Spyros Théodorou

J’ai rencontré Béla, pour la première fois, le 9 mars 2000. C’était une journée inquiète.

J’avais juste mis sur pieds, à Marseille, un projet de « saisons » de conférences thématiques, sur le modèle des saisons théâtrales, et j’avais invité Henri à en donner la conférence inaugurale, la première conférence de la première saison.

Mais voilà : quelque temps avant, Henri m’appelle et m’annonce qu’il est fort malade, hospitalisé, et qu’il ne pourra donc pas venir prononcer cette conférence. J’étais tout inquiet pour lui, tant j’entendais sa voix et son être même affaiblis.

Et bien inquiet aussi, je dois l’avouer, pour l’avenir et la pérennité de ce projet qui s’inaugurerait donc par une annulation.

Mais voilà : peu de jours avant cette annulation, Henri m’appelle à nouveau. Sa voix est encore plus affaiblie, mais il subit un traitement qui lui permettra de quitter provisoirement l’hôpital, le temps de donner cette conférence.

Ils sont donc arrivés à l’aéroport, dans l’après-midi de ce 9 mars 2000. Ils sont sortis les derniers, bien sûr, marchant tout lentement, à petits pas précautionneux, et c’est ainsi que j’ai vu pour la première fois cette grande femme en noir, belle comme l’icône d’une inconnue sainteté.

Elle marchait juste derrière Henri, à corps touchant, comme le soutenant. C’était un accompagnement plutôt, la chorégraphie d’un très lent mouvement, une course de relais d’un infini ralenti. Il me semble me souvenir qu’elle ne le touchait pas, ne l’effleurait même pas.

Mais c’est pendant la conférence elle-même, je crois, que j’ai compris comment Béla soutenait Henri. Parvenir jusqu’à sa place avait visiblement été épuisant. J’étais bien sûr à ses côtés, pour le remercier et le présenter au public, très nombreux, qui l’attendait avec une émouvante attention. Sa voix était si faible que le micro y suffisait à peine. Et chacun faisait silence pour n’en rien perdre.

Béla était assise au premier rang et j’ai compris là qu’elle le soutenait du regard. Et je promets que ce n’est pas une métaphore. Elle le regardait avec une incroyable intensité, mais surtout avec une sorte de précision chirurgicale. Que le regard soit toujours là où il doit être. Que le regard soit toujours là où il est le plus utile. Que le regard soit toujours là où il est nécessaire.
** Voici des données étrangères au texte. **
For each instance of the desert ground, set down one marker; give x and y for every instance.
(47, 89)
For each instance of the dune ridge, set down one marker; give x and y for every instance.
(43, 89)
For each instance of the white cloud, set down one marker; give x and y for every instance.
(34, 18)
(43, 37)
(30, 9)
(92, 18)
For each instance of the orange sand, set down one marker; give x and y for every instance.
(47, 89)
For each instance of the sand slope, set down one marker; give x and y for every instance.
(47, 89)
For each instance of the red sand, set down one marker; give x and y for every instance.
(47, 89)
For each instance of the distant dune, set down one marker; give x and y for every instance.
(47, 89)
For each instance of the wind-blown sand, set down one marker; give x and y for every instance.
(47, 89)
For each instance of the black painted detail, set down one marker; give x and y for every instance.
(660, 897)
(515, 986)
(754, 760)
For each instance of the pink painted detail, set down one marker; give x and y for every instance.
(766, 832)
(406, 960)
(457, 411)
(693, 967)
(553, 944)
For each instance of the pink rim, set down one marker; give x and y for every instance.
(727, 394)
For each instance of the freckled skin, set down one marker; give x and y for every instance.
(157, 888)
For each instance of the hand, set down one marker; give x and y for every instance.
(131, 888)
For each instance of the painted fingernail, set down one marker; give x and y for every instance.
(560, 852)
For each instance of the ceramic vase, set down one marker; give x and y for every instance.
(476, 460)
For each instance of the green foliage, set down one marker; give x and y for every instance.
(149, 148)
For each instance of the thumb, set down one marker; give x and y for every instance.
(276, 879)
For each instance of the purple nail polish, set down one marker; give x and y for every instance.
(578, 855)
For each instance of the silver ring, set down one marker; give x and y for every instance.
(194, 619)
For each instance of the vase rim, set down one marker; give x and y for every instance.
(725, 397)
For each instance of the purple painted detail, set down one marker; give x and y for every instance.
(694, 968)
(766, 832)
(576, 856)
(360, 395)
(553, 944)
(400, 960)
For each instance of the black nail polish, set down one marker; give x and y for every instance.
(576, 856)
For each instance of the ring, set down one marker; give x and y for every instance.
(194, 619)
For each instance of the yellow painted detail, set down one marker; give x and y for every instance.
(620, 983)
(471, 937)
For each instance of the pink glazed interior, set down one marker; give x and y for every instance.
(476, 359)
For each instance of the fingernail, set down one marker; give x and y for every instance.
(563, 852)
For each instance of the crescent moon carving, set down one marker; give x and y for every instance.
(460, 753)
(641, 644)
Il me semblait qu’elle portait des yeux chacun des gestes de chacune de ses mains. Qu’elle soulevait sa voix du regard pour la porter jusqu’au micro. Qu’elle portait Henri tout entier du regard et le tenait debout comme un étai. Par les yeux.

C’est ainsi que j’ai vu Béla pour la première fois. Souvent par la suite je me suis demandé si elle ne tenait pas debout le monde entier de la même façon.  Par le regard.